I struggled that first year. Deeply struggled. A loner in a single dorm room on campus, my depression worsened until one day, I decided it was the end. I swallowed a ton of pills, ended up at the hospital drinking charcoal, and voluntarily admitted myself for inpatient treatment. I am adamant that decision was the best decision I ever made. I had to end the year early with a medical leave. Sharing that here is extremely difficult, but I believe that it is both important to my story, as well as I believe being transparent will hopefully act as a beacon of hope to others. I’m planning on writing more in the future on my mental health journey, and how far I’ve come on that journey.
In the years following, I switched my major- more times than I can count. I found a group of friends and then lost them. I got my first F ever. I wandered, for lack of a better term, lost in the world. But I also found my love of horses.
I joined the University of Delaware Equestrian Team almost as a dare. I’d never ridden in my life. But they needed beginners, so I signed up. And I fell head over hooves for horses. Lessons, team meetings, volunteering, shows- it consumed my life. I wasn’t very good, but that didn’t matter. Everything was right and good when I was on the back of a horse. The team was so incredibly supportive. Many people complain that riding circuits can be a bit “snobby” for their liking. Not on UDET. Everyone supported everyone. There were extremely wealthy members and extremely hard off members. But that didn’t matter. We all encouraged each other, we shared show clothing and tall boots and helmets at shows; we offered uplifting words from the sidelines to the members in the ring, and cheered each other when someone won a ribbon. We had parties and mixers where everyone was welcome and if you didn’t have something you needed, someone else did. I lived for my weekly team lesson- for the car pool down and back, for the camaraderie as we brought our horses in to clean them and tack them up. I’ve never been a morning person, but you bet your britches that I was up and rearing to go on Saturday mornings. Formal in the spring was an absolute blast. I’m still friends with people I met on the team; I may not be close to them now, but I valued those friendships so much in college because they were there when I needed them the most.

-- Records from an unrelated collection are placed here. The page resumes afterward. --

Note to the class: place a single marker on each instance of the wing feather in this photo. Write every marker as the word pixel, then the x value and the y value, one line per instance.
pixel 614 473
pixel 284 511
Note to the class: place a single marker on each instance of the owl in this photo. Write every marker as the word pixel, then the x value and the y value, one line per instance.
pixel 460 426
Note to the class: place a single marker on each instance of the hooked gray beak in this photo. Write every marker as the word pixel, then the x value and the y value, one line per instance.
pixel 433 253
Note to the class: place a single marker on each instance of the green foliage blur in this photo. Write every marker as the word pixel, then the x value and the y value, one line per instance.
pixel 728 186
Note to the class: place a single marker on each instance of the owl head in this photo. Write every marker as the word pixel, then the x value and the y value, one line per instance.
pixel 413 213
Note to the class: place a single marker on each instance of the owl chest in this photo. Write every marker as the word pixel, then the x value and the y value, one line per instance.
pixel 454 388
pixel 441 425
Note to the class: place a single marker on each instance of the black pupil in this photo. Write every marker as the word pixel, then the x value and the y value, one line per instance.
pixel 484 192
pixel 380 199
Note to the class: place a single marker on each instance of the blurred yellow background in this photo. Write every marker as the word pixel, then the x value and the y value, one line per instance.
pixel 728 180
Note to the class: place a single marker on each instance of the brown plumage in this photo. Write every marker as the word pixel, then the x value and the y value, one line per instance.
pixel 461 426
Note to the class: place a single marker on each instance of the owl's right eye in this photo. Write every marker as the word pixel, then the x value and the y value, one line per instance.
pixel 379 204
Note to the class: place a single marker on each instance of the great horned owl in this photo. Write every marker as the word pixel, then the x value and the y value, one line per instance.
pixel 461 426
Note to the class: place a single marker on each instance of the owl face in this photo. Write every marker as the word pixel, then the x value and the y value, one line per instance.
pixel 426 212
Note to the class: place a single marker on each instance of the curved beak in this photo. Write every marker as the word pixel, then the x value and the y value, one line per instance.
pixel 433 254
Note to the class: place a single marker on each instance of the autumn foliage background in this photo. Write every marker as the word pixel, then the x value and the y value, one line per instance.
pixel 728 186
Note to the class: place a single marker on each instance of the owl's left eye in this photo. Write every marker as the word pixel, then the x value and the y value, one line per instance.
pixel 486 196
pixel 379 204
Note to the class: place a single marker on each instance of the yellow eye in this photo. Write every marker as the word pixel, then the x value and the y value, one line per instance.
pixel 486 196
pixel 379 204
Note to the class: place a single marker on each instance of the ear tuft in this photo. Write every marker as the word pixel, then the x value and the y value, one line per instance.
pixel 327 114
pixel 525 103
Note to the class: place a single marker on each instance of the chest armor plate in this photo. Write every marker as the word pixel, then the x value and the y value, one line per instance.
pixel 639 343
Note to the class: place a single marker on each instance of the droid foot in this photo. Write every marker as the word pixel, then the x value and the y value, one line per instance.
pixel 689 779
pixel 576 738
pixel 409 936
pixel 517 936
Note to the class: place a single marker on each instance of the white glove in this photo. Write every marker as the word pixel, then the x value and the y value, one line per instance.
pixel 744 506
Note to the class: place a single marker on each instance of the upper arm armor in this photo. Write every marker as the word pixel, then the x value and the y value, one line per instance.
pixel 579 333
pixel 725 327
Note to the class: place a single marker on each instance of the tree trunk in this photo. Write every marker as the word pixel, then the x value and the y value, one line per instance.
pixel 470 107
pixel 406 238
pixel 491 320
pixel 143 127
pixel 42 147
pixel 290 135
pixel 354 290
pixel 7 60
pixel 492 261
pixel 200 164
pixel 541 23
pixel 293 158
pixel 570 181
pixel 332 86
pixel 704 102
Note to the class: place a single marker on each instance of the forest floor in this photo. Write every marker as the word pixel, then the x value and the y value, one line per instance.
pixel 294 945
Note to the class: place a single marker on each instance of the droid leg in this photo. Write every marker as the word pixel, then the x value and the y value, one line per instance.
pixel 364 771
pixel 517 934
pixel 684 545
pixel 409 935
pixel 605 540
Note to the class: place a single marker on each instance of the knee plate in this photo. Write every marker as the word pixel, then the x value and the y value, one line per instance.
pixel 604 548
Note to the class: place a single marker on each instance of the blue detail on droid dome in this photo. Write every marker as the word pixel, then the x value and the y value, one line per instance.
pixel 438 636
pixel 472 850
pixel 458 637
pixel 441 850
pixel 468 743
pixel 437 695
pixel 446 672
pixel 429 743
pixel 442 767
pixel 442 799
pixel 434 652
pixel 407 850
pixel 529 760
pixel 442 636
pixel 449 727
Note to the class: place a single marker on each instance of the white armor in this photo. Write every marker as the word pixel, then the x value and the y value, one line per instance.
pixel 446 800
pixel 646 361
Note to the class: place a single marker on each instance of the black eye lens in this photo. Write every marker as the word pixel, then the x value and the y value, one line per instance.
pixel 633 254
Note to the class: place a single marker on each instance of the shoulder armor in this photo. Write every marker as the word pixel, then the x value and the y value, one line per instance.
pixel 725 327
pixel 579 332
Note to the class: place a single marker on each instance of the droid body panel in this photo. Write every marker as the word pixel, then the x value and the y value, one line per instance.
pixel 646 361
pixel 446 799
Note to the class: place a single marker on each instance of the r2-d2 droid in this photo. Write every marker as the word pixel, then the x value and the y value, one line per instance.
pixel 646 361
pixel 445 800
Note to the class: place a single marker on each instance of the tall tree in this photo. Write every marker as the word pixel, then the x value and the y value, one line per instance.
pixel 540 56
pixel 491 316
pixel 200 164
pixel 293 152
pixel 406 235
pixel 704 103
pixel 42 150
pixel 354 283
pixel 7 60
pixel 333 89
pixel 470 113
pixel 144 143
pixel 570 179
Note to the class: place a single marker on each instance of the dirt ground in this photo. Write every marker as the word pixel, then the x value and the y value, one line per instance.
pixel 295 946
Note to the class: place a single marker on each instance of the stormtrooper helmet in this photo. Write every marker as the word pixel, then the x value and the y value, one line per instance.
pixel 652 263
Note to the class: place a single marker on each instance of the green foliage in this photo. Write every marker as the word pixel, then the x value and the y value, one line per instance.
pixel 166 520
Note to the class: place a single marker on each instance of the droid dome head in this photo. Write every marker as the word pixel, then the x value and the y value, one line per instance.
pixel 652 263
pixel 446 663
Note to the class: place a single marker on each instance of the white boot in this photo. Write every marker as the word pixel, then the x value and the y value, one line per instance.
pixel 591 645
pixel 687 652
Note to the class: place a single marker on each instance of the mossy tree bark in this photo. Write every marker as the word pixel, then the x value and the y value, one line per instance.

That love led me to a job as a barn worker for the local stables owned by the county. It didn’t pay much, but I didn’t care- I got to spend my days in pretty much solitude with the gentle giants, and I got free lessons. For a girl who struggled at sports and never really did well, I was a goner for a gallop.
And then my accident happened.
June 30, 2006. I was bedding down the stalls after mucking, and needed more straw. For some unknown reason, they had stacked the bales in under the breezeway attached to the far side of the office building instead of in the main barn like usual. It meant I had to walk on the road, and where the breezeway met the road, you had to be careful for speeding ATVs that couldn’t see around the corner. I grabbed a bale, and crossed the road to walk on the strip of grass next to the turnouts. It was the furthest you could get from the breezeway in hopes those ATVs might see you, and got you off to the side so they wouldn’t run you over. With the bale in front of me, I walked towards the barn. Unable to see where I was going, on an unfamiliar and not often traversed path, there was no way I was able to see the 6 inch ditch in the ground in front of me that was covered over with grass and dirt. I stepped in and twisted my ankle. Limping into the barn, I dropped my bale and went to the office. The managers had seen it happen. One took me to the medical aid unit, where X-rays showed it wasn’t broken. I was given crutches, an air cast, an ACE bandage, and told to rest. I was given an appointment with the doctors at Occupational Health. And I was sent home.
Come to find out, there had been a maintenance work order to fill in the hole for quite some time, but it never got done. As a result of someone’s carelessness and neglect to their job, I was hurt on the job. Little did I know that day would drastically alter my future as I had seen it. All because of a twisted ankle.